Fino agli anni ’90 nei quartieri residenziali della piccola e media borghesia l’unica alternativa al pasto domestico era la tangana (in wolof significa “è caldo”, cioè un posto dove si mangia/beve qualcosa di caldo), era un hole in the wall si direbbe in America, frequentato dai ragazzi, dove fino a tarda notte si poteva mangiare pane e burro e bere kinkelibà (un infuso di foglie), erano principalmente gli “stranieri” maliani e guineani che le gestivano e nessuno adulto ci avrebbe mai messo piede.

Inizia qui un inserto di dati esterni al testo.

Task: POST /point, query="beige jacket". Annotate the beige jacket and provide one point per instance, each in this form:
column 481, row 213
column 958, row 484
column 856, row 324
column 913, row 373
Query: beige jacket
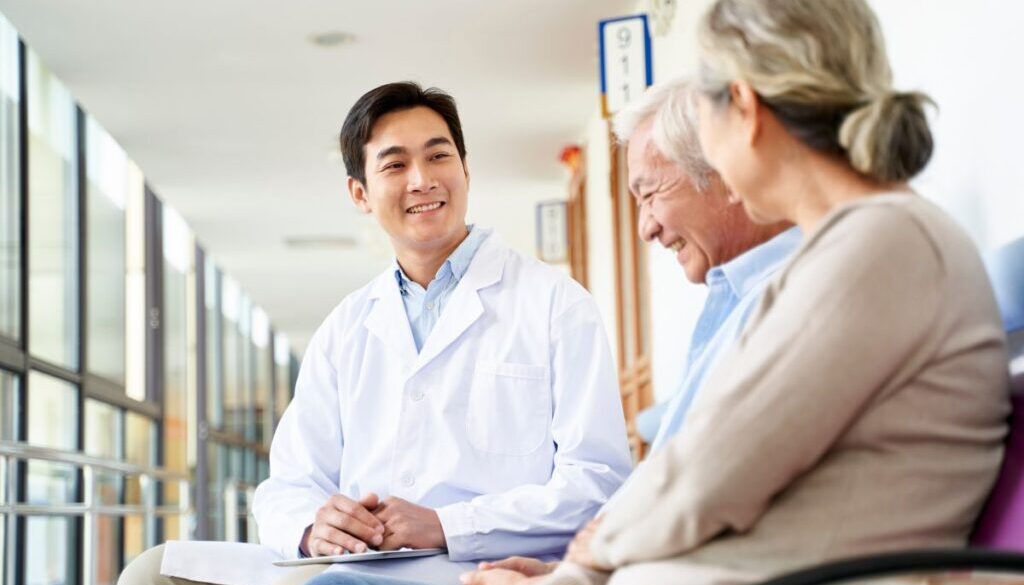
column 862, row 410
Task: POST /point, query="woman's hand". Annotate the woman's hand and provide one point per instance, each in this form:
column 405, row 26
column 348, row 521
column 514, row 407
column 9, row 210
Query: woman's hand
column 579, row 550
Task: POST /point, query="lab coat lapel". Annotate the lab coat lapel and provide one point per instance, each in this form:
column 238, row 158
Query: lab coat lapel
column 387, row 319
column 464, row 307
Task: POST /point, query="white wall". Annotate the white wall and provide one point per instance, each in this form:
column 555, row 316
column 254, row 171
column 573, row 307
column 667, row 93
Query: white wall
column 965, row 55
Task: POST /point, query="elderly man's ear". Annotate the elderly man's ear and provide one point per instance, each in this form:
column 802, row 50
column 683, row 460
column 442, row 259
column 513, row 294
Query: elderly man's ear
column 357, row 193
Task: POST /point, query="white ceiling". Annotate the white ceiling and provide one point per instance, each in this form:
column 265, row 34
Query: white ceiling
column 232, row 114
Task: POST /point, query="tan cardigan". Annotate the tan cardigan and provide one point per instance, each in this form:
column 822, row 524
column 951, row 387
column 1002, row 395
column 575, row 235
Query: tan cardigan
column 863, row 409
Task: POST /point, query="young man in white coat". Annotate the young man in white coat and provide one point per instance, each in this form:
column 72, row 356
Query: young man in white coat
column 466, row 399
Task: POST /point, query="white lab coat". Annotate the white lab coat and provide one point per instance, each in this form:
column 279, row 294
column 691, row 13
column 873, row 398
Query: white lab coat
column 508, row 422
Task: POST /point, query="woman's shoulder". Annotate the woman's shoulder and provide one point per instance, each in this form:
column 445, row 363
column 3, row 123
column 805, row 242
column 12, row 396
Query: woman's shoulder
column 890, row 222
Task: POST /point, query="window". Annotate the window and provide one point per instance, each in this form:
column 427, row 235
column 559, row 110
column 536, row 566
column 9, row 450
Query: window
column 52, row 218
column 52, row 422
column 178, row 304
column 262, row 393
column 111, row 177
column 10, row 172
column 8, row 406
column 103, row 426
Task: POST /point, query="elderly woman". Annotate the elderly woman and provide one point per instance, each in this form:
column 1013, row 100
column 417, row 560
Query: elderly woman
column 864, row 406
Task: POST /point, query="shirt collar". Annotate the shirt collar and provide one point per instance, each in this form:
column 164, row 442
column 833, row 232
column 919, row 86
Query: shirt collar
column 458, row 261
column 748, row 269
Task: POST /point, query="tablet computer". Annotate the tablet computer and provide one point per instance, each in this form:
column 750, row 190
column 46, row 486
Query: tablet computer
column 358, row 556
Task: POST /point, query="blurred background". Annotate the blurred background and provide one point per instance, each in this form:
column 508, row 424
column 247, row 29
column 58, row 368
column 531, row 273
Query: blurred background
column 174, row 222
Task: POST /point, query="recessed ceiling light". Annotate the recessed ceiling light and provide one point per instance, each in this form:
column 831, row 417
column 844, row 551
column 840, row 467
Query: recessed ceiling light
column 321, row 242
column 332, row 39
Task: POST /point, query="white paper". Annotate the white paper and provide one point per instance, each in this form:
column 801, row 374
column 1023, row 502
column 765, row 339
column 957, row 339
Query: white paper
column 242, row 563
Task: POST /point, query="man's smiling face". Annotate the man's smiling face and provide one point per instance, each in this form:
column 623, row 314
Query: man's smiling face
column 691, row 223
column 417, row 184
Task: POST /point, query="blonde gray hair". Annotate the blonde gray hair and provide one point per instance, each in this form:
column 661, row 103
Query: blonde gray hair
column 820, row 66
column 674, row 131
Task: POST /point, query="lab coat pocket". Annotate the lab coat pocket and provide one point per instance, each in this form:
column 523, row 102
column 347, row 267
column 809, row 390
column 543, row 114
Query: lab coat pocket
column 509, row 408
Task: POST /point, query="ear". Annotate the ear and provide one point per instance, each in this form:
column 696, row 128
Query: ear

Nei quartieri più di periferia l’abitudine a mangiare fuori in ristoranti di fortuna era più diffusa (spesso la mamma/moglie doveva anche lei lavorare, non aveva tempo di stare a casa a preparare e di certo non c’erano i mezzi per avere una cuoca in casa), cosi nei luoghi cittadini frequentati dagli abitanti della periferia (cantieri, mercati e porto, dove trovavano lavoro alla giornata) arrivarono i fast food ante litteram: le gargottes che oggi sorgono ancora dove si installa un cantiere, dove c’è una stazione di taxi, dove si intersecano le strade principali e la gente scende da un autobus per prenderne un altro.

Il modo di consumare i pasti, in città almeno, sta cambiando il paese, mangiare il pranzo fuori di casa sta diventando frequente: le donne in gran parte non sono più casalinghe (e non è raro che quelle dei ceti più popolari gestiscano una gargotte, che poi alla fine è il nostro bar che ti fa il piatto di pasta), i ragazzi stanno a scuola tutto il giorno e mangiano fast-food occidentale; si sta diffondendo l’abitudine dei power lunch dove si discute d’affari, i ristoranti internazionali di buon/alto livello si sono moltiplicati esponenzialmente nei miei nove anni di Senegal e sono per lo più rivolti al businessman africano (uomo) semi-giovane mentre le businesswomen preferiscono ristoranti più low key, relativamente vegetariani (altra novità impensabile dieci anni fa).

Ce n’è un po’ per tutti, resta triste solo la generazione dei cinquantenni piccolo medio borghesi, orfani del pranzo della moglie devota, disgustati dal ristorante improvvisato, ma comunque in generale del pasto extra moenia, insensibili al richiamo di un’alternativa al riso. Amen.